Crash while running unit tests caused by unit tests
Monday, October 16, 2006
I spent an hour last night on a weird crashing bug that manifested
itself on Windows: if you ran test-modules
from the UI a few times, it
would eventually crash Factor in unpredictable ways. I narrowed this
down to the test for I/O
buffers, which
are low-level character queues, allocated in malloc()
space, for when
the Factor implementation needs to call native I/O functions with a
pointer which will not be moved by the GC.

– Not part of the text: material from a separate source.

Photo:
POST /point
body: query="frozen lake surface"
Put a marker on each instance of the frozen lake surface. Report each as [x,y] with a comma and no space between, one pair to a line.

Now one of the unit tests created two buffers from a pair of strings,
appended one to the other, then converted the result to a string, and
compared the result against the expected string. Unfortunately, the word
to append them was written rather carelessly. It used memcpy
to copy
the contents of one buffer to another, without checking bounds and
growing the buffer first. The result? Random crashes, yet amazingly they
never appeared on Linux or Mac OS X.
Lessons learned? Well, I knew all of these already, but this incident underscores them:
- Pointer arithmetic is dangerous. Fortunately I don’t believe in “hair shirt” programming, so Factor makes minimal use of unsafe constructs, only resorting to direct memory manipulation when calling C code which wants us to deal with C data. User programs never have to step outside the memory safe sandbox.
- When unit tests fail, it doesn’t necessarily imply the code being tested is buggy. The unit tests could be broken too! The reason it took me a long time to track down the bug is simply that I did not think to check the unit tests themselves, since after all, the buffers test passed most of the time.
- Testing on multiple platforms helps weed out bugs.